Subject: Re: Compressed filesystem (was Re: CryptoGraphic Disk.)
To: Daniel Carosone <dan@geek.com.au>
From: Todd Vierling <tv@pobox.com>
List: tech-security
Date: 10/10/2002 17:17:02
On Fri, 11 Oct 2002, Daniel Carosone wrote:

: How big is the state machine?

For gzip streams, the LZ window size (IIRC, 256 bytes for -z1 through 32KB
for -z9), plus Huffman dictionary size (data-dependent, but typically
small, <1KB I believe).  The LZ window makes gzip's state machine rather
expensive to save and restore if the compression level is anywhere above -z4
or so.

For partitioned uncompressed blocks (the other alternative), zero.  The
state machine is assumed to be empty at the partition points, so you get a
clean slate.  (The point of the compressed-block indexes is to allow seeking
in either direction very quickly in order to find the appropriate point in
the uncompressed stream.)

: You could combine the ideas, at least for read-only media prepared
: for the purpose.  Save the state machine at each of the partition
: points, rather than resetting it.  This could go in an adjunct
: helper file, so the actual files remain standard gzip format.

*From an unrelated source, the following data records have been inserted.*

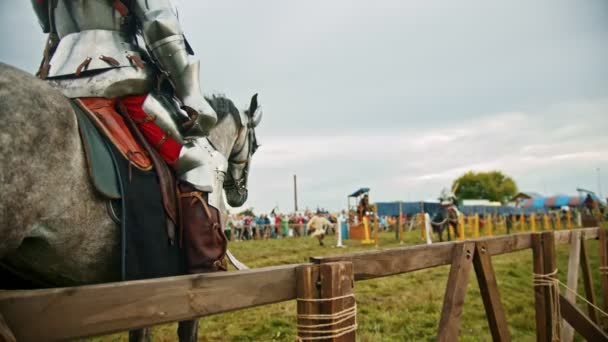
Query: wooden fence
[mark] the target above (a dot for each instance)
(324, 289)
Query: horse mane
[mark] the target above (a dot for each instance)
(223, 106)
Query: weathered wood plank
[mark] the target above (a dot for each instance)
(550, 265)
(573, 266)
(603, 236)
(374, 264)
(382, 263)
(588, 283)
(455, 291)
(539, 291)
(582, 324)
(488, 288)
(68, 313)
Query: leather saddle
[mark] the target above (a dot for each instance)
(101, 123)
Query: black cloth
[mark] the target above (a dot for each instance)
(146, 249)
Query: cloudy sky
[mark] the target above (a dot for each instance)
(399, 96)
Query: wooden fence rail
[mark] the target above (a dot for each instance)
(68, 313)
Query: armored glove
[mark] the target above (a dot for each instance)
(167, 45)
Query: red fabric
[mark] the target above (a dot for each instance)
(170, 149)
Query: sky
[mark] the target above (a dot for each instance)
(400, 96)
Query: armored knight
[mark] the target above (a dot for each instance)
(122, 52)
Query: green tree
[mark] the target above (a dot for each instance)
(493, 186)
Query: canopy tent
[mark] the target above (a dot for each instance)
(359, 192)
(411, 208)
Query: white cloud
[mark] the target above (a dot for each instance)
(420, 162)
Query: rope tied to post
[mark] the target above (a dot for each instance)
(334, 318)
(550, 280)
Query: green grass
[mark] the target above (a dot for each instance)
(397, 308)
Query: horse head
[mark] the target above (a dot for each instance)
(239, 148)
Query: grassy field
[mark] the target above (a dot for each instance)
(396, 308)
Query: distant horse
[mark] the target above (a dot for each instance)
(443, 219)
(55, 227)
(318, 226)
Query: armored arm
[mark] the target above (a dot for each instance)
(158, 22)
(42, 12)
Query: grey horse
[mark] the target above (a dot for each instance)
(55, 228)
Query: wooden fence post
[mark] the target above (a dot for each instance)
(543, 251)
(401, 223)
(489, 227)
(6, 335)
(573, 266)
(488, 288)
(376, 225)
(588, 282)
(456, 289)
(603, 235)
(461, 233)
(546, 225)
(326, 308)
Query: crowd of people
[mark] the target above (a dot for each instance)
(274, 225)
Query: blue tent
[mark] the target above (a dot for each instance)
(538, 203)
(359, 192)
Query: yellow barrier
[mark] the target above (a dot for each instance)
(461, 235)
(488, 224)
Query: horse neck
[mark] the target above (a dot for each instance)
(224, 135)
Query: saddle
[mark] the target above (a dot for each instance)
(100, 123)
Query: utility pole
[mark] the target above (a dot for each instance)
(599, 184)
(295, 193)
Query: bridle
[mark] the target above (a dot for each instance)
(246, 134)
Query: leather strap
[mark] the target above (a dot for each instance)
(136, 61)
(196, 196)
(109, 60)
(165, 178)
(120, 7)
(83, 66)
(148, 118)
(161, 141)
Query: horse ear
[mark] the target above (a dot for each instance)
(253, 105)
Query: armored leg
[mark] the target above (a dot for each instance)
(202, 236)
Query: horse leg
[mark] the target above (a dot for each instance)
(139, 335)
(187, 331)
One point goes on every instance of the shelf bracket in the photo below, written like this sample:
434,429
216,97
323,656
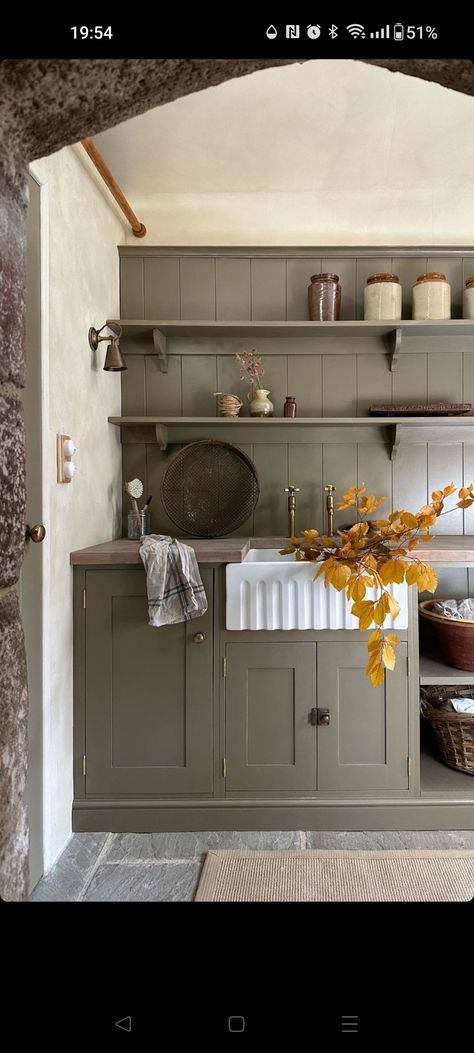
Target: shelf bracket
160,344
161,436
395,441
394,349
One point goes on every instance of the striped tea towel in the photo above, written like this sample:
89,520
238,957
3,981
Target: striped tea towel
174,585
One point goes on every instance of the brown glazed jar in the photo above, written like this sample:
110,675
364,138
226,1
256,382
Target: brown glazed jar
323,298
290,406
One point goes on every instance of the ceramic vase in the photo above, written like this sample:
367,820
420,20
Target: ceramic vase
260,405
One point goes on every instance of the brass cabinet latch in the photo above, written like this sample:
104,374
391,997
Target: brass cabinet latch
319,716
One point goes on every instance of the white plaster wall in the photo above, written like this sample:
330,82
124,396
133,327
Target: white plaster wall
318,153
81,275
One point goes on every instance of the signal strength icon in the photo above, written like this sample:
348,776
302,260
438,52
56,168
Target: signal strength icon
382,34
355,30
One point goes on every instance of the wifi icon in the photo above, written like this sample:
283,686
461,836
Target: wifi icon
355,30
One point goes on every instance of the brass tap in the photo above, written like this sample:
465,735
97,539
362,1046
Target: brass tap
330,507
291,491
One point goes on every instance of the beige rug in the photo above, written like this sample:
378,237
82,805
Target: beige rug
323,876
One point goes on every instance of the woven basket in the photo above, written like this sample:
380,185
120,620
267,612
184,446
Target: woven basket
455,636
454,731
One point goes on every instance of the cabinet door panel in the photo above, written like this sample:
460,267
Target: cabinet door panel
270,743
366,744
149,693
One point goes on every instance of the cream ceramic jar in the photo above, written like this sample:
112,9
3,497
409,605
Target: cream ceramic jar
382,298
431,297
468,298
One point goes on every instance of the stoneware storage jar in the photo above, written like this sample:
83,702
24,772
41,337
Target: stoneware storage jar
468,298
323,298
382,298
431,297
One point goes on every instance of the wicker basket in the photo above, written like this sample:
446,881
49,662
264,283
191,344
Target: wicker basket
455,636
454,731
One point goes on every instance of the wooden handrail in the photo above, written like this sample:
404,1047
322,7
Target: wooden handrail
138,229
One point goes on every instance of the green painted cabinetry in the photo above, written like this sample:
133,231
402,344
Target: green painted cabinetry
149,693
366,743
270,692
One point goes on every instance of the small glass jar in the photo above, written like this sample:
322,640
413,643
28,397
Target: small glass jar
431,297
382,298
290,406
323,298
138,524
468,298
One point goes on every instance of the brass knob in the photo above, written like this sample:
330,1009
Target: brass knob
36,533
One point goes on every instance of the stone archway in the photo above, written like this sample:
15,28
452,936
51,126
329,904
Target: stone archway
46,105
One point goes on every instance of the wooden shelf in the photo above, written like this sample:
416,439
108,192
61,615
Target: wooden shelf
434,671
400,430
392,333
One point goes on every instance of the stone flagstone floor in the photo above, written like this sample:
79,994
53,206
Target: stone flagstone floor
164,868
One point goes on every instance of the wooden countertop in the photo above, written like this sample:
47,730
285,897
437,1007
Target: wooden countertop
445,549
124,553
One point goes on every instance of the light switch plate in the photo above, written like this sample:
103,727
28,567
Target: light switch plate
61,457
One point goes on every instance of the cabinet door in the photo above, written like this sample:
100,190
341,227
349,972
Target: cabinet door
364,747
270,692
149,692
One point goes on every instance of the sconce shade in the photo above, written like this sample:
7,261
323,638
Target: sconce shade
114,361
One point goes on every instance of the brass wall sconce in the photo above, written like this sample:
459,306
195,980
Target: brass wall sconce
114,361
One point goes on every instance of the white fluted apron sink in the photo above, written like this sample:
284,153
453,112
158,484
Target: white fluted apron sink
269,591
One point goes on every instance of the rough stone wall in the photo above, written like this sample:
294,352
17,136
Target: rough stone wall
45,104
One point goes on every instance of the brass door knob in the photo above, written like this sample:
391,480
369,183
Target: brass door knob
36,533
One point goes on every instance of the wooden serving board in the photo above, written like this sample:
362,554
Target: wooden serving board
420,409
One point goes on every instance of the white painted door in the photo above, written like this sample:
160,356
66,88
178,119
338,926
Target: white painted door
32,575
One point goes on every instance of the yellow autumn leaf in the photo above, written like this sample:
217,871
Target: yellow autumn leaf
410,520
363,610
359,589
392,571
431,578
374,661
374,639
380,610
392,606
340,576
414,573
388,655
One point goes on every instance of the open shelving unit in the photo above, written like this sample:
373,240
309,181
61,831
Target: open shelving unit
393,334
400,430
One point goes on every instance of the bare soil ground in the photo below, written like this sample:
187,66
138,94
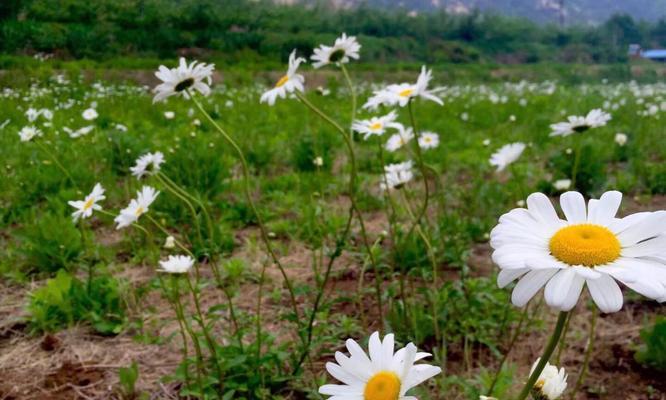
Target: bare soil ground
77,364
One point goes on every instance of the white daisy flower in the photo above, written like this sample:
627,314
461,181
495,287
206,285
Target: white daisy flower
591,246
428,140
287,84
345,48
396,175
176,264
147,164
137,207
402,93
507,155
85,207
551,383
397,140
194,76
375,125
89,114
578,124
621,139
384,375
27,133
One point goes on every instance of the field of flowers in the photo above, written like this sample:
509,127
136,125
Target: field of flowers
288,240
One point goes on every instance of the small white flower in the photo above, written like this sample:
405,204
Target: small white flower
344,49
562,184
507,155
289,83
27,133
428,140
137,207
180,80
177,264
396,175
90,114
551,382
85,207
375,125
397,140
147,164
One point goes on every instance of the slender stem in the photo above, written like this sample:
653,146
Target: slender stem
248,195
514,339
547,352
588,353
55,160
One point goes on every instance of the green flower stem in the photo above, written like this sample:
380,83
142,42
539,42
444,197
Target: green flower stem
209,340
588,353
56,161
248,195
547,352
352,197
186,201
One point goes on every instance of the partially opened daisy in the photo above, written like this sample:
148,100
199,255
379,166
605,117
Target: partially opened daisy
590,247
85,207
186,77
344,49
384,375
402,93
288,83
579,124
507,155
375,125
147,164
137,207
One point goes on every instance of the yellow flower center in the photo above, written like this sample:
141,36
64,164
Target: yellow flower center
282,81
585,244
382,386
88,204
406,93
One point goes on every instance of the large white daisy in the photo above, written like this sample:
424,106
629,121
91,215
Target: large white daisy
384,375
591,246
195,76
288,83
345,48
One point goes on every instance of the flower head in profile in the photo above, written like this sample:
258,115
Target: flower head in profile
85,207
176,264
507,155
147,164
383,375
137,207
289,83
344,49
551,383
399,139
27,133
401,94
591,246
396,175
375,125
183,79
428,140
578,124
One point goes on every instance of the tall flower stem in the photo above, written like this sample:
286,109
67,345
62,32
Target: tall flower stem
588,353
248,196
56,161
352,197
547,352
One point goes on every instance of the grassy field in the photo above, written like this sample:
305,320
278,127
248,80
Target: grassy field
86,315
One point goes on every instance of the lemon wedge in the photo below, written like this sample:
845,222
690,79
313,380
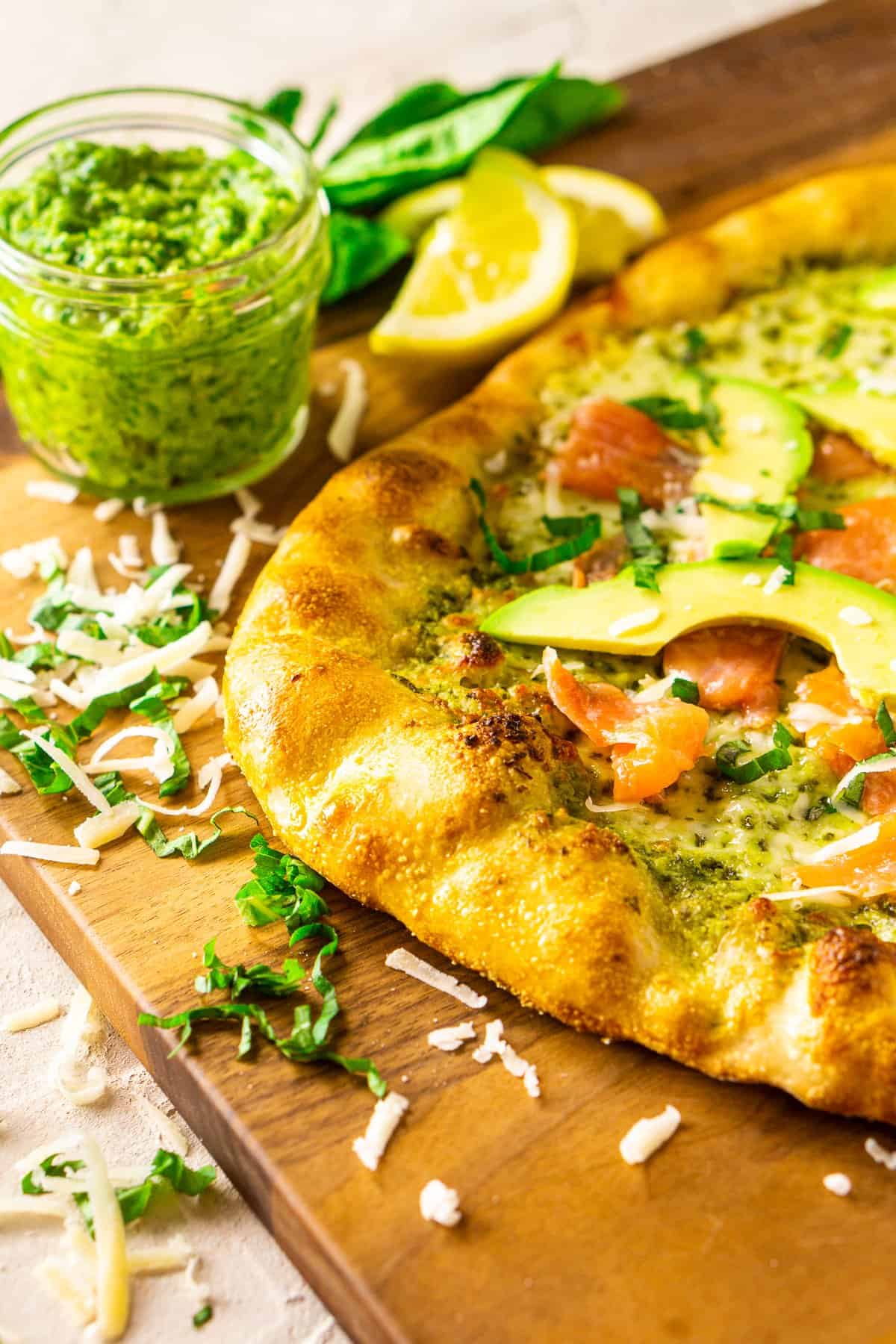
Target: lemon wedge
488,272
615,218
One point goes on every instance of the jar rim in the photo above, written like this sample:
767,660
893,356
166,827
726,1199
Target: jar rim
314,199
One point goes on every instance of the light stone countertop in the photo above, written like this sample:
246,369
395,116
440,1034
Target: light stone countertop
49,50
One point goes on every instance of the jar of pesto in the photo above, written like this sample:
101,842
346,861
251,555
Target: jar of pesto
161,257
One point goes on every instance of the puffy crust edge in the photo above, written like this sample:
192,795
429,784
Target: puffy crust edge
462,833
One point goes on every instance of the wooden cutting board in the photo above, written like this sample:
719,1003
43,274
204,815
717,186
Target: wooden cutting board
727,1236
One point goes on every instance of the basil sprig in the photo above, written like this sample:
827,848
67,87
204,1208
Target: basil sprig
647,553
744,772
134,1201
685,690
581,534
669,411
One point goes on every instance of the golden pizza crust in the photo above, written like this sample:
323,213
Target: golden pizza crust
458,830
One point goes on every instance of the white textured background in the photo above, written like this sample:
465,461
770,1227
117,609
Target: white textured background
361,50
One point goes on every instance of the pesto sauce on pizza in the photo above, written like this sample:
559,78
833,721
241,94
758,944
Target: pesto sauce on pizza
709,843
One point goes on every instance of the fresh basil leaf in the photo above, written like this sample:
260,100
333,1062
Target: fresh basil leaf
46,776
785,557
238,979
836,342
573,524
669,411
559,111
777,759
374,171
685,690
153,707
324,122
420,104
695,346
284,105
567,550
361,250
886,725
647,553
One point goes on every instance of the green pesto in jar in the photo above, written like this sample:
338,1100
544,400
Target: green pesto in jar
134,383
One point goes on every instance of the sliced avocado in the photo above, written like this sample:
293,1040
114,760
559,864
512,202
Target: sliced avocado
763,453
867,417
855,620
880,293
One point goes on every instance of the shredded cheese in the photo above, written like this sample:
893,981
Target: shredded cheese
441,1204
166,659
856,616
108,826
163,547
262,532
203,700
50,853
381,1128
343,433
420,969
635,621
55,492
867,835
70,768
775,579
172,1137
231,571
837,1183
113,1289
514,1065
452,1038
647,1136
880,1155
34,1016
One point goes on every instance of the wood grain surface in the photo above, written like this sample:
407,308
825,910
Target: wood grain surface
729,1234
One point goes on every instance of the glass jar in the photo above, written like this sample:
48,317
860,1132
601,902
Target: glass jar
179,386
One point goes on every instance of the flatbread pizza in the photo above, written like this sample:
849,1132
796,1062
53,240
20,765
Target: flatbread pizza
588,679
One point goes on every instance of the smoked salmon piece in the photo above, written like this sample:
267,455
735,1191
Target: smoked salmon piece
869,870
734,665
865,549
853,737
613,445
840,458
650,744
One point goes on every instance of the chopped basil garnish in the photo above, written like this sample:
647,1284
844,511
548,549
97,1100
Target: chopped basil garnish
836,342
647,553
886,725
166,1169
685,690
777,759
669,411
695,346
803,519
588,531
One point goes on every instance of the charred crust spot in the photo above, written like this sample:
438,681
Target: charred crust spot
845,960
399,477
480,651
428,542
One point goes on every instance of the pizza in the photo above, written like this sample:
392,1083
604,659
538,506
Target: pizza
586,678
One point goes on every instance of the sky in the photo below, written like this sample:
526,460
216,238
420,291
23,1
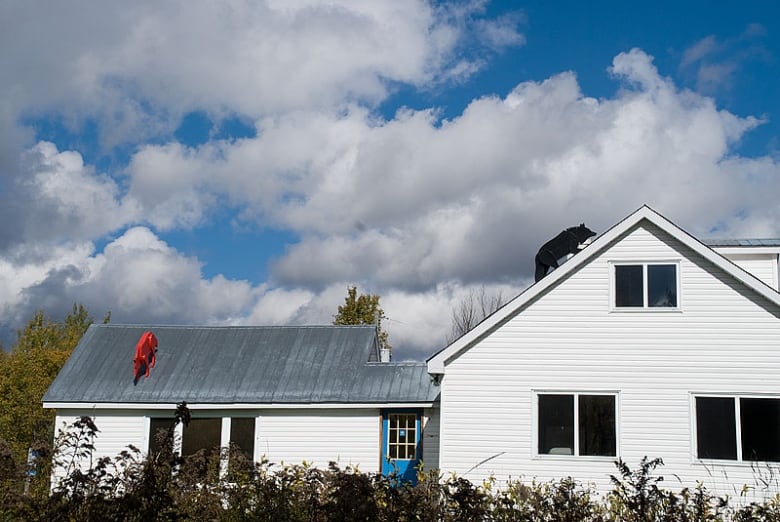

Note that the LZ window is simply a sliding window of the *uncompressed
data*, used for string repetition, which is what LZ compresses.  So saving
that to an adjunct file or embedded into the stream might not be
particularly useful unless it's spaced very far apart (1MB or more) -- and
in that case, you'll still want to do the in-memory stashing during a
decompress, so you can handle things like seeking forward to the 4.5MB mark
and then backwards 0.3MB efficiently.

Mind you, excessive forwards and backwards seeking may seem implausible for
everyday applications, but it's not so implausible in the case of UBC-based
accesses of pages.  8-)

-- 
-- Todd Vierling <tv@pobox.com>